Suara.com - Sosiolog dari Universitas Gajah Mada (UGM) Arie Sujito menilai keberadaan DPR sebagai lembaga legislatif negara selalu menjadi sorotan masyarakat. Tak jarang DPR disorot dan dikritik keras yang datang dari berbagai sumber.

Menurut Arie, apabila DPR selalu dihujani kritik tatkala tata kelola kelembagaan parlemen dinilai belum tepat serta ulah politisi yang menjadi anggota parlemen seringkali membuat kontroversi. Akan tetapi di balik itu ada kerinduan dari masyarakat kepada DPR karena dampak pemilu.

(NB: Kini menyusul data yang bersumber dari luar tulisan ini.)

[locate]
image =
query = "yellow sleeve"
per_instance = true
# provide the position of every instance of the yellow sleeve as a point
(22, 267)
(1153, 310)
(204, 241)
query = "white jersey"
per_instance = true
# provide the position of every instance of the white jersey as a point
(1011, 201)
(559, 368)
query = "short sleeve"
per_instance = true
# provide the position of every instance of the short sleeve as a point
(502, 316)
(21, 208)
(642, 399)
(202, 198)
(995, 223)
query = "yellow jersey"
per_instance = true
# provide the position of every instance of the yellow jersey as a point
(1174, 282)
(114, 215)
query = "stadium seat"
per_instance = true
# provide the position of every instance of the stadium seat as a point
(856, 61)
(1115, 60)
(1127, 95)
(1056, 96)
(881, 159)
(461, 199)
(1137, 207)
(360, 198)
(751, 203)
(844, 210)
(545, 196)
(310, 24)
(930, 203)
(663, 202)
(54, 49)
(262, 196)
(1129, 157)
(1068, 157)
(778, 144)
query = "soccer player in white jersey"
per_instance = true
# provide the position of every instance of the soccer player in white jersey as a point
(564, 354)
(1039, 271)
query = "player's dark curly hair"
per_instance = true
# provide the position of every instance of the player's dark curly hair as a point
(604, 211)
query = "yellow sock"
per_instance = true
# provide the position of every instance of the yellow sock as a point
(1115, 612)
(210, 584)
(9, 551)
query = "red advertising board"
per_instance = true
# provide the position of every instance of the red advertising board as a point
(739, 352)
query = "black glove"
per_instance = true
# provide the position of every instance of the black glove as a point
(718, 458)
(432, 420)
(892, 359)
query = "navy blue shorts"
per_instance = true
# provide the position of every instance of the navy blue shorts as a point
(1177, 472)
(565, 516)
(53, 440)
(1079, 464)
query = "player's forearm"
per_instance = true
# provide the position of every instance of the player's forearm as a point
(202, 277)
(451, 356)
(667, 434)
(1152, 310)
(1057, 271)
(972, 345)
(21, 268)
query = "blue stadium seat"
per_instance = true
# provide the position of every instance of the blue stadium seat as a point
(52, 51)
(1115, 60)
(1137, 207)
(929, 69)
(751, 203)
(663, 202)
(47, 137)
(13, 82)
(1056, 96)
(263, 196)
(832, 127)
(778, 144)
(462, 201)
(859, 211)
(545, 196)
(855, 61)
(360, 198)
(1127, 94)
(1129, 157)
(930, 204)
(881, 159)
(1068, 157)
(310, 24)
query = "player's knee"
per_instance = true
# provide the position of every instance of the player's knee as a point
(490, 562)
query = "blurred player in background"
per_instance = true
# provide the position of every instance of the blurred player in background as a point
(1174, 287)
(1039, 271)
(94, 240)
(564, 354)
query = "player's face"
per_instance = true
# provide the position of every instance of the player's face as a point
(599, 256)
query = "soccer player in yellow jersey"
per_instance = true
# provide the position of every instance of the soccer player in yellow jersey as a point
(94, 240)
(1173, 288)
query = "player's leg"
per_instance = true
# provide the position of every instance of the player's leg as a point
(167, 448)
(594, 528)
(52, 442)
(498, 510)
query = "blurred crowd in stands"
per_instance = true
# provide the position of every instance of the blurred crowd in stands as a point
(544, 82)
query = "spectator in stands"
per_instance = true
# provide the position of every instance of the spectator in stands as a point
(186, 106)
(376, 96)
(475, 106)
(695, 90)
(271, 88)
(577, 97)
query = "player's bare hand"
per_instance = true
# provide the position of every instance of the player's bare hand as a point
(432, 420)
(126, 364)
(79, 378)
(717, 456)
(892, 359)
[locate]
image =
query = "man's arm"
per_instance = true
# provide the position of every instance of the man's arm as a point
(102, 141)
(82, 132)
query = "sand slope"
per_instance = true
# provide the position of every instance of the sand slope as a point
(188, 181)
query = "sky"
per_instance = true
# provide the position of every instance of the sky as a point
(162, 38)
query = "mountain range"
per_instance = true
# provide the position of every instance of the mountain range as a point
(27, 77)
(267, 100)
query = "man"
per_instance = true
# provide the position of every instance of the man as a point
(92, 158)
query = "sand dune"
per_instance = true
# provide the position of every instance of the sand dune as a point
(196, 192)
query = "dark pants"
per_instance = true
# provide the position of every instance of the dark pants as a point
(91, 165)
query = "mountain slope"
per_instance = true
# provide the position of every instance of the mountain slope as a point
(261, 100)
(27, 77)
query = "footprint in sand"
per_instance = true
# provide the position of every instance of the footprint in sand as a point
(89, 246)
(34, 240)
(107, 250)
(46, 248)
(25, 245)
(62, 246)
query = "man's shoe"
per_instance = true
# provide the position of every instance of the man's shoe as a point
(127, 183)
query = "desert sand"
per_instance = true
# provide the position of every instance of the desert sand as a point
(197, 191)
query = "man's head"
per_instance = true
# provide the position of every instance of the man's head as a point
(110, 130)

"Dikritik habis tetapi di saat yang sama selalu dirindukan setiap lima tahun orang berbondong karena partisipasi publik masyarakat untuk terlibat dalam election juga tinggi. Ini satu catatan yang menurut saya tidak bisa dipungkiri," kata Arie dalam acara Seminar Nasional bertajuk 'Penguatan Kelembagaan DPR Menuju Lembaga Perwakilan Modern' di Gedung Nusantara, Kompleks Parlemen, Selasa (4/12/2018).

Melihat dari sudut pandang tersebut, Arie menilai masih ada dorongan DPR untuk menjadi lembaga yang makin kredibel ke depannya. Salah satu unsur yang menurutnya bisa menunjang dorongan itu ialah memperbaiki peran partai politik itu sendiri.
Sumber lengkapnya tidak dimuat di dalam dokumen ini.